彼は途中で護衛らしき僧兵数人と合流した後、屋敷を出ていった。やはりというべきか、何かあった際の為に伏兵を用意していたようだ。
「やれやれ、こういうのはあまり得意じゃないんだがな」
慣れないやり取りに妙な疲れを感じたジグが嘆息する。
傭兵団時代の頃から交渉はジグの仕事ではなかった。大抵はコサックかライエルなど、その分野に長けた者に任せていたのだ。ジグの役割と言えば後ろで腕を組み、無言の圧を掛けるのが仕事だった……つまり何もしていない。
近くで見ていたから見様見真似で出来てはいるが、肩が凝ってしまう。
”こういうのも覚えておかないと、後で苦労するぞ”とよく言われていたが、今がまさにそうだ。
まあ、とりあえずは乗り切れたので良しとしよう。
「さて、あとは要請があるまで待機……」
「…………」
言いかけたところで、書類を抱えたシアンと目が合った。
バルジやヨラン司祭と話している間、ずっと待っていたのだろう。大人数の冒険者たちを捌いた彼女はくいっと親指だけで奥を指し、踵を返して先に向かった。

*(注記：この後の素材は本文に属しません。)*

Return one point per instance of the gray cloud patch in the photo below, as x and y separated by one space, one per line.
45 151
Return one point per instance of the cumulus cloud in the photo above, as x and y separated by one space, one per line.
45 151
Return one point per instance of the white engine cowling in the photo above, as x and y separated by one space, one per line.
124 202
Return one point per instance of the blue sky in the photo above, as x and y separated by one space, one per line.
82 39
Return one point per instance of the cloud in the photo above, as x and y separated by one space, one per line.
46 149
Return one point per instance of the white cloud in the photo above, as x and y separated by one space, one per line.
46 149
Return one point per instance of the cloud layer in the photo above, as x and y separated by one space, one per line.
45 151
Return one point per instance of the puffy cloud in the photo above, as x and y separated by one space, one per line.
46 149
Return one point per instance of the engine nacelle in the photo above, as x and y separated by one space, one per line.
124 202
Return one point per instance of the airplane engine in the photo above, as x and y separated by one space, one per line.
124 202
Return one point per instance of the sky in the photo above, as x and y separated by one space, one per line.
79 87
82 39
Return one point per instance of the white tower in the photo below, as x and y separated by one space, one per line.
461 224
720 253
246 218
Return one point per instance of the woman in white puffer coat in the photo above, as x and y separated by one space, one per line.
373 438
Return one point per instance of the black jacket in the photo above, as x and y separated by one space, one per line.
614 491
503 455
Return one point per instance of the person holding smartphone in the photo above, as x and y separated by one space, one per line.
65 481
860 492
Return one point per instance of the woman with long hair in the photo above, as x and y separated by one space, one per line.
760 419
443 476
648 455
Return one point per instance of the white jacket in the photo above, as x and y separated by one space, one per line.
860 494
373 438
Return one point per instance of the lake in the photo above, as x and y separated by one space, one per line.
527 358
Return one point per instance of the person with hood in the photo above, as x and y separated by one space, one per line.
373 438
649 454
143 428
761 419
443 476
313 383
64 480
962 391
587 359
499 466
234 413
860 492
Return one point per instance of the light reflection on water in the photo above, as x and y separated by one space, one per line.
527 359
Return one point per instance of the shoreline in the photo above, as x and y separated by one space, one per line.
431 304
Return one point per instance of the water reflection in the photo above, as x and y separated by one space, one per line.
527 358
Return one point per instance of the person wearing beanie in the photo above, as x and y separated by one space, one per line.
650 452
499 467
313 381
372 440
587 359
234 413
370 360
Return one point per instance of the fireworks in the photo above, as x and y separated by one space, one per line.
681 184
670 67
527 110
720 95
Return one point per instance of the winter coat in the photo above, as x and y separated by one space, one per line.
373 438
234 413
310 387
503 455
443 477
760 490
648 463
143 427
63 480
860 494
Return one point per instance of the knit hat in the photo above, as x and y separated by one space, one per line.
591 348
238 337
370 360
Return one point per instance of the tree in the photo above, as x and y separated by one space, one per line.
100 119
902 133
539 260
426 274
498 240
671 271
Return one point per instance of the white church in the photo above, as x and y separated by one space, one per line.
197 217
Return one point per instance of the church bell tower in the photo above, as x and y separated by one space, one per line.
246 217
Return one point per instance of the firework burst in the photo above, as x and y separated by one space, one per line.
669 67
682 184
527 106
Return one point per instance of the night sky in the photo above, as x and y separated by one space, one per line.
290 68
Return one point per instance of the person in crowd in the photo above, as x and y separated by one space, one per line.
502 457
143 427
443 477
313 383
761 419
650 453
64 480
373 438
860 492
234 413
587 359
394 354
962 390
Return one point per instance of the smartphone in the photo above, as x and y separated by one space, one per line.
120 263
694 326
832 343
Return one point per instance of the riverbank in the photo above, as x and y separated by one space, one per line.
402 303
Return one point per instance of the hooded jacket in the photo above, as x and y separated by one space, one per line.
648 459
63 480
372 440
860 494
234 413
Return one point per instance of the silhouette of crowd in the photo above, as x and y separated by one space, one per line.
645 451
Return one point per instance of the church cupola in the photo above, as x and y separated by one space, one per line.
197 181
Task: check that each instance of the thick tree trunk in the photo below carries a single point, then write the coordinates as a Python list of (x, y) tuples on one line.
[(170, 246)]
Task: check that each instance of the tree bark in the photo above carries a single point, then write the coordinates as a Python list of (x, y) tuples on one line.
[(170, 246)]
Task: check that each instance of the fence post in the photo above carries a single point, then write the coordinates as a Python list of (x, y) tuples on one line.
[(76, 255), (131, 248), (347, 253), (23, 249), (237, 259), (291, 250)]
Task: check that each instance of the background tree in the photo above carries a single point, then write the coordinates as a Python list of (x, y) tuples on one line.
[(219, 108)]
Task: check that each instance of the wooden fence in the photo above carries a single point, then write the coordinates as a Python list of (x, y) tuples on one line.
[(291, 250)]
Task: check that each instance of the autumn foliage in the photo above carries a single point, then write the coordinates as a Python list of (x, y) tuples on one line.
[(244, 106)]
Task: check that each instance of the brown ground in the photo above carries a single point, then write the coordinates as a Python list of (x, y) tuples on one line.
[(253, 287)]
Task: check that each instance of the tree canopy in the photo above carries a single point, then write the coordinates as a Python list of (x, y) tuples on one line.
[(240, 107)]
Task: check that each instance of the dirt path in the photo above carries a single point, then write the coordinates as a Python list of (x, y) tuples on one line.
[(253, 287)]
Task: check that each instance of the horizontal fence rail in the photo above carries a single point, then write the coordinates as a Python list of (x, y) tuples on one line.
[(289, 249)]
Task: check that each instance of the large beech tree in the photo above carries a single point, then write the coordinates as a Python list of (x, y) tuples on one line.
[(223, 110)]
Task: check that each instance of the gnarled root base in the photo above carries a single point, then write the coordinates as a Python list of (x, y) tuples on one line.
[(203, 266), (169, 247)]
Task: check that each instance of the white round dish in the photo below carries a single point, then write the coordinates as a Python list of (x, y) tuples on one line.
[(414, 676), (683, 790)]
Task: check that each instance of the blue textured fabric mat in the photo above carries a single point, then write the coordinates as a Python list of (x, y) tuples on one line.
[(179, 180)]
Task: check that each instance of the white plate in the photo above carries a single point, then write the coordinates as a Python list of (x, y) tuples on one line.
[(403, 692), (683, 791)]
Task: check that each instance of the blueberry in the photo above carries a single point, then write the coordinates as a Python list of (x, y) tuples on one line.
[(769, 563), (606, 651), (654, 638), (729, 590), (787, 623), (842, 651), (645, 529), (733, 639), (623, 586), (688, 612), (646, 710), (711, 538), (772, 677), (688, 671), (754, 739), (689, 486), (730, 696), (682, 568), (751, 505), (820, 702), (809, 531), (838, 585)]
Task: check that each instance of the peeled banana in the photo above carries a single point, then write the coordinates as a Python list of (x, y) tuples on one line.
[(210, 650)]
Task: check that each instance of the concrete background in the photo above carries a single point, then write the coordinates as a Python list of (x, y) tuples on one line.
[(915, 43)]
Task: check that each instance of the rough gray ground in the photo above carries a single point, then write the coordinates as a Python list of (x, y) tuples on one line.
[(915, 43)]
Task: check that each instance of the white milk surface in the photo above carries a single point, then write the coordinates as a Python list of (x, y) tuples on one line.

まるで路地裏に連れ込んで暴行でも加えそうな仕草が妙に似合っている。
「という訳にも……いかないか」
次から次へと舞い込んでくる客は必ずと言っていいほど厄介事を持ち込んでくる。
それが仕事と言われればそれまでなのだが、頻繁に戦地へ赴いていた傭兵団時代より忙しいのは……きっと何かを間違えているような気がする。
「まったく、どこで潮目が変わったのやら」
ジグは分かり切ったことを口にしながら立ち上がり、勇ましい受付嬢様の後に続いた。
マフィアの屋敷とはどこも似たような作りをしているのだろうか。
通された部屋は前にファミリアでクロコスたちと初めて会った応接間によく似ていた。
そう言えばあの部屋はバルジと戦った際に床を派手に壊したはずだ。人型……亜人型に窪んだ床の修繕費を請求されたりしないだろうか。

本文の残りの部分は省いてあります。